Vitamin K2 (MK-7) is often paired with D3 on the logic that K2 directs calcium to bone rather than soft tissue. The evidence is suggestive rather than settled. It is not harmful at sensible doses. Magnesium status matters too, because the enzymes that activate vitamin D are magnesium-dependent.
Food is not the answer here
You cannot eat your way to sufficiency in a South Island winter. Oily fish (salmon, mackerel, sardines) carries meaningful vitamin D. Egg yolks and liver carry small amounts. Fortified milk in NZ carries very little compared to North American equivalents.
Across our 2,846-food dataset, the realistic dietary ceiling for a well-constructed NZ diet sits around 200 to 400 IU per day. That is a useful contribution. It does not replace summer sun, and it does not substitute for a winter supplement if your level is low.
What to do this week
- Book a 25(OH)D blood test through your GP or a private lab.
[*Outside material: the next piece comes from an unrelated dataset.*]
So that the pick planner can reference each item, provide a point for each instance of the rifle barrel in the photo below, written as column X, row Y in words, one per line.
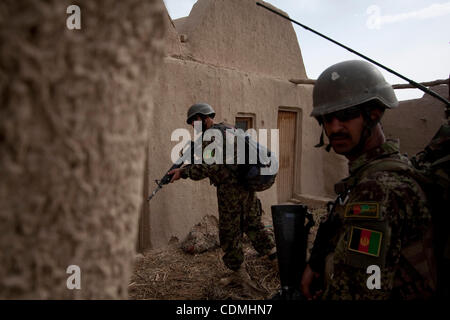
column 415, row 84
Ask for the number, not just "normal".
- If you are below 75 nmol/L, start 2,000 IU vitamin D3 daily with a meal containing fat.
- Retest in 10 to 12 weeks to confirm you have moved into the 75 to 125 nmol/L band.
- Get outside at midday on clear winter days anyway. The light helps circadian rhythm and mood even when UVB is absent.
- Loop your GP in if you take blood thinners, thiazide diuretics, or have a history of kidney stones or sarcoidosis.